4 Thing to Talk About That Aren’t Sports

Sometimes you can’t “play ball” in a sports conversation.  Sports aren’t for everyone.  Some people have little to no exposure to major sporting events, and feel left out in common conversation.  Sports provoke heavy passion and use a lot of colloquialisms that are complex or silly.  When in doubt about your conversational prowess you can refer to this handy list to find some suitable replacements.  You’ll never ever be the odd man or woman out again.
http://commons.wikimedia.org/wiki/File:Sports_portal_bar_icon.png
1.  Weather
The weather is a popular topic of discussion.  When someone starts to talk about how many passes were thrown, or how many goals were scored, casually mention that it certainly is a lovely day.  If they continue, you should continue in kind.  Nimbly name things that are nice about the weather.  Talk about the lovely sunshine, or maybe the lovely clouds, and certainly the lovely temperature.  Every day has some kind of lovely weather that you know more about than sports.
2.  Tomorrow’s Weather
What’s that?  The conversation is now about home runs and bases?  Talk about the weather, but tomorrow.  The future is exciting, after all.  You never know what could happen.  One thing that might happen is the weather.  Just talk about that.  It might be sunny or cloudy, or rainy or snowy, or maybe even hail.  Thanks to climate change, you can never be sure.  Your sports loving compatriots will surely have some comment about the weather, allowing you to rejoin the group.

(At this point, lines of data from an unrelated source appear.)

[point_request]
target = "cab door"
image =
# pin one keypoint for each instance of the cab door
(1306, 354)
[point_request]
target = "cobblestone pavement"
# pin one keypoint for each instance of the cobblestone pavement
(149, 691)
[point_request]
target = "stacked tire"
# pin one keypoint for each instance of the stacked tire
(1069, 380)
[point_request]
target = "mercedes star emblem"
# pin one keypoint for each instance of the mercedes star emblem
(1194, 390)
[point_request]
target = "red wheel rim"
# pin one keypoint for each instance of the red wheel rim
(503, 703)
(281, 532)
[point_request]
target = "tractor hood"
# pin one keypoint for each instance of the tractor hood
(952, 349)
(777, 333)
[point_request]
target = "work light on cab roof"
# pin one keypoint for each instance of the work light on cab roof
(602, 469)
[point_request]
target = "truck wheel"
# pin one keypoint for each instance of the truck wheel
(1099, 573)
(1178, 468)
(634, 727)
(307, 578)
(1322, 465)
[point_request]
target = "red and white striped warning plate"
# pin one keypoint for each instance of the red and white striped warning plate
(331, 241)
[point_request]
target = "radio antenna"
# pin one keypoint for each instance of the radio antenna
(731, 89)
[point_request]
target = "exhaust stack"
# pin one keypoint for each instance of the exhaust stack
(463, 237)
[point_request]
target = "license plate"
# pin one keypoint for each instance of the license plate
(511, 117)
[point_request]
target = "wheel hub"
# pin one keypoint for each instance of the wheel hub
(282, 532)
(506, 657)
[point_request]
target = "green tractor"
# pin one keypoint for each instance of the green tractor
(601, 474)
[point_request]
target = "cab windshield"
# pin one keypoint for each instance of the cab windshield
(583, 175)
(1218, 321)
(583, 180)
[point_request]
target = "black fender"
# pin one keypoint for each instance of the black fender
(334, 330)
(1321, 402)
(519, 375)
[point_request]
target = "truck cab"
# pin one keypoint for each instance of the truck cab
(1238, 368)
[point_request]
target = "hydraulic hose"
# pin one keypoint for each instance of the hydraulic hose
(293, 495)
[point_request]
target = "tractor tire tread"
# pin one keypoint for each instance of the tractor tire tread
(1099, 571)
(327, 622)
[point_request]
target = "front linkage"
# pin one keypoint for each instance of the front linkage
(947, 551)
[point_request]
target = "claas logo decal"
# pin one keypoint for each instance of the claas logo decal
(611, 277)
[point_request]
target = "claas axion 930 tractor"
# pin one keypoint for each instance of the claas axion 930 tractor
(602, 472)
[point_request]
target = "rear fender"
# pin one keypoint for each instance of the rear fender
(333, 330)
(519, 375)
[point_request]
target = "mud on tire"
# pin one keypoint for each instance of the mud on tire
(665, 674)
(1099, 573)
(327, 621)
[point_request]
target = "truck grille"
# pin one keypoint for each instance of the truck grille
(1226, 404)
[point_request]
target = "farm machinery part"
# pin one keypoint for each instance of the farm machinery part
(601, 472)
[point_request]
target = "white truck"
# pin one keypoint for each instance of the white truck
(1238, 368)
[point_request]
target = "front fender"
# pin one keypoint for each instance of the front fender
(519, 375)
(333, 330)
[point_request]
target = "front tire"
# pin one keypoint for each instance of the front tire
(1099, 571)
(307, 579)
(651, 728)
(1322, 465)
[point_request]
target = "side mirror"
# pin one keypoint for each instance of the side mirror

http://sizer92.deviantart.com/art/Weather-Vector-Icons-Pack-04-90711536
3.  Video Games
If there’s one thing America loves, it’s sports video games.  Sports are ridiculously popular and full of passionate players and fans.  Video games are the same, but require way less effort.  They are cheaper in the long run as well.  Sports video games combine the best of both worlds.  If real sports come up and you have nothing to offer, try talking sports video games.  Xbox is a thing people like.  You should talk about it so people like you just as much.
4.  Video Game Weather
Computers are crazy, right?  They can do all sorts of neat things.  Some video games now have in depth weather simulation programs running inside of them.  Some of those games are even sports games.  Imagine, a rainy game of football, but on your TV!  This is truly the future.  The sports aficionado that has started a conversation with you with surely be impressed by this.  Make sure to talk about video game weather at any opportunity, and your peers will be blown away.